JUAN GONZALEZ: While discussions continue over the possible nomination of Senator Hillary Clinton as the next Secretary of State, President-elect Obama’s transition team announced Wednesday that Tom Daschle, the former Senate Democratic Leader, will be named secretary of Health and Human Services.

As speculation abounds over who President-elect Obama will name to key cabinet positions, we look at some of the central figures advising Obama, many of whom are leading candidates for posts in the next administration.

The website Politico reported last week that thirty-one out of forty-seven people named so far to transition or staff posts have ties to the Clinton administration. Today, we host a discussion on what this means for Obama’s mandate for change.

AMY GOODMAN: Jeremy Scahill is the award-winning investigative journalist, Democracy Now! correspondent and author of the international bestseller Blackwater: The Rise of the World’s Most Powerful Mercenary Army. He has just written a piece that’s been published on AlterNet.org; it’s called “This Is Change? 20 Hawks, Clintonites and Neocons to Watch for in Obama’s White House.” He joins us here in our firehouse studio.

And we’re joined by telephone by David Corn, the Washington bureau chief of Mother Jones. He’s just written a piece on Mother Jones

’s blog called “The Agents of Change on Obama’s Transition Team.”

We welcome you both to Democracy Now! David Corn, let’s begin with you. Who are these agents of change?

DAVID CORN: Well, I looked at the people who have been announced so far who are making up the transition team, those who are conducting the reviews at the agencies.

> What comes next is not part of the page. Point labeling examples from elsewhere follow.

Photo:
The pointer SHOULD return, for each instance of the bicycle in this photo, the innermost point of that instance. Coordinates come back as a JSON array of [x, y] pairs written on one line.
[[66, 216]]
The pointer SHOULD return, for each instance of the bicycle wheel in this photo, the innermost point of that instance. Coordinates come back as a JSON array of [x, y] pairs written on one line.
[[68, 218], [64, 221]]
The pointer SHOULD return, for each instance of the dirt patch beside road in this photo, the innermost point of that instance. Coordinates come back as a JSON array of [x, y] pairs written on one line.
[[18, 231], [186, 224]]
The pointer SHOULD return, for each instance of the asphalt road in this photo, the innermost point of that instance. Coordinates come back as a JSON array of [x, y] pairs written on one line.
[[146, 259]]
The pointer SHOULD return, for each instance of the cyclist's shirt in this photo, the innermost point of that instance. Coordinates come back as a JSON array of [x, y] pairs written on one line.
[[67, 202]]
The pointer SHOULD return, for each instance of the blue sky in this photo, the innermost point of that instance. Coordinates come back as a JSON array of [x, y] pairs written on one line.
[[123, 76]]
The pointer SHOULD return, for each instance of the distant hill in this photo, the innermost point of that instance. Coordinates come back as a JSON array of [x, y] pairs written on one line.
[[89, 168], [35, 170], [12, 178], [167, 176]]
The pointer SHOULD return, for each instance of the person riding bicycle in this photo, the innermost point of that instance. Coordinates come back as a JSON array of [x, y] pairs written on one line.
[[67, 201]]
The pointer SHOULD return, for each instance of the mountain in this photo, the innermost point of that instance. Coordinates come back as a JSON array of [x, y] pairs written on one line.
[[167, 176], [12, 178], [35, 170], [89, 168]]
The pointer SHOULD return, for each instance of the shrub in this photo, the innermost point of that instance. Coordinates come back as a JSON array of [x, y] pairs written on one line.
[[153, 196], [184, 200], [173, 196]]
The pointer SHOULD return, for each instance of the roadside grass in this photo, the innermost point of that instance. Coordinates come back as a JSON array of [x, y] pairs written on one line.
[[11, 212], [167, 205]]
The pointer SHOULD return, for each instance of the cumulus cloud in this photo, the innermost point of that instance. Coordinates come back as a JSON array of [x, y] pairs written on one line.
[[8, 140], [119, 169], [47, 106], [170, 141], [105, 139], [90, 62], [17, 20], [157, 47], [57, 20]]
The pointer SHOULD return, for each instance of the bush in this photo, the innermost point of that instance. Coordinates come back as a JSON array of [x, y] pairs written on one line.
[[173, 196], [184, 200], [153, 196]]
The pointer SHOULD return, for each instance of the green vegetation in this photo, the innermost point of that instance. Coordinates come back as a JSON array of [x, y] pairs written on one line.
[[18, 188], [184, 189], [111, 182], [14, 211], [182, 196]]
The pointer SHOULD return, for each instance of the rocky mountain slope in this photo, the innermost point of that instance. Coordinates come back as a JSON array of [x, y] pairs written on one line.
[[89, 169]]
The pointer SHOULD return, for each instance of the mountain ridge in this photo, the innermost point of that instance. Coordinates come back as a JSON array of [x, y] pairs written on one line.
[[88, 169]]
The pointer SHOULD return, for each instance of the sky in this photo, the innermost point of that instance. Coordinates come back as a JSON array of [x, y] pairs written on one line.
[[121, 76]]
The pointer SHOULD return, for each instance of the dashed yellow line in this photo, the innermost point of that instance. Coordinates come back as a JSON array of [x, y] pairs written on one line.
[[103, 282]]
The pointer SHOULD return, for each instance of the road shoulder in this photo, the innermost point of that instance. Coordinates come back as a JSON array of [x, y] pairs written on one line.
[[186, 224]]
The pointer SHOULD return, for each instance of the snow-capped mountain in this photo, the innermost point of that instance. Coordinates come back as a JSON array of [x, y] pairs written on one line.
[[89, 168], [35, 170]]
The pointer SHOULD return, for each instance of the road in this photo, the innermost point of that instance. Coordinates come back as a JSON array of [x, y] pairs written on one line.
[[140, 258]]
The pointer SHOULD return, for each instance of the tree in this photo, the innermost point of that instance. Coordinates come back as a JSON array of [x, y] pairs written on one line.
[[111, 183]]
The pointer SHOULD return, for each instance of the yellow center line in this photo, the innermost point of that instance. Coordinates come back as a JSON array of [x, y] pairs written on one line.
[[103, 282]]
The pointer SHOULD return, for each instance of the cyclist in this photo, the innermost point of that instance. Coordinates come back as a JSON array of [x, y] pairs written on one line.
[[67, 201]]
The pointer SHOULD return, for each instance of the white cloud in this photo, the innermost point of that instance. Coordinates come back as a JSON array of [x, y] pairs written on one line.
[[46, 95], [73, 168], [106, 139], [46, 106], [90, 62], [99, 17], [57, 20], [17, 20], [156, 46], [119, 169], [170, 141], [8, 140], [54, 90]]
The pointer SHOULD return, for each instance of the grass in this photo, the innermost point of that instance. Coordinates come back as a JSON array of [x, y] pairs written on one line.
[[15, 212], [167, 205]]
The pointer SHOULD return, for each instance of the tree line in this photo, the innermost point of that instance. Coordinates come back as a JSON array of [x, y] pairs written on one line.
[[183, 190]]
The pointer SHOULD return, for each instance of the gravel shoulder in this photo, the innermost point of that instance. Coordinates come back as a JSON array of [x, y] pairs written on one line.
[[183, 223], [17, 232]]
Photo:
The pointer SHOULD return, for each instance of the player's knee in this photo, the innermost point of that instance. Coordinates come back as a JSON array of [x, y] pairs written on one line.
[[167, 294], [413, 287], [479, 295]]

There are about 130 of them. And I’ve noted that a lot of them are exactly the type of people you’d think they’d be, the type of corporate lawyers in Washington who bounce between government jobs and private-sector jobs, you know, some who’ve worked at Fannie Mae, some who’ve worked at corporate law firms, and then they worked at the Senate and then go back and forth. A lot of them used to work in the Clinton administration.

But in addition to those sorts of people on the transition team, I noted there were a bunch of people who have been progressive public policy advocates, academics and other experts, who have spent their whole adult careers devoted to policy making, not necessarily to going between government and private sector and making a bunch of money.

You know, one example is a fellow named Tom Perez, who’s now the head of the Maryland Department of Labor. But while he was a federal prosecutor during the Clinton years, he’s also been a consumer advocate for decades and has worked on a lot of civil rights issues and hate crime issues.

Theodore Shaw is the president of the NAACP Legal Defense Fund and has worked on capital punishment cases and school desegregation cases, affirmative action cases.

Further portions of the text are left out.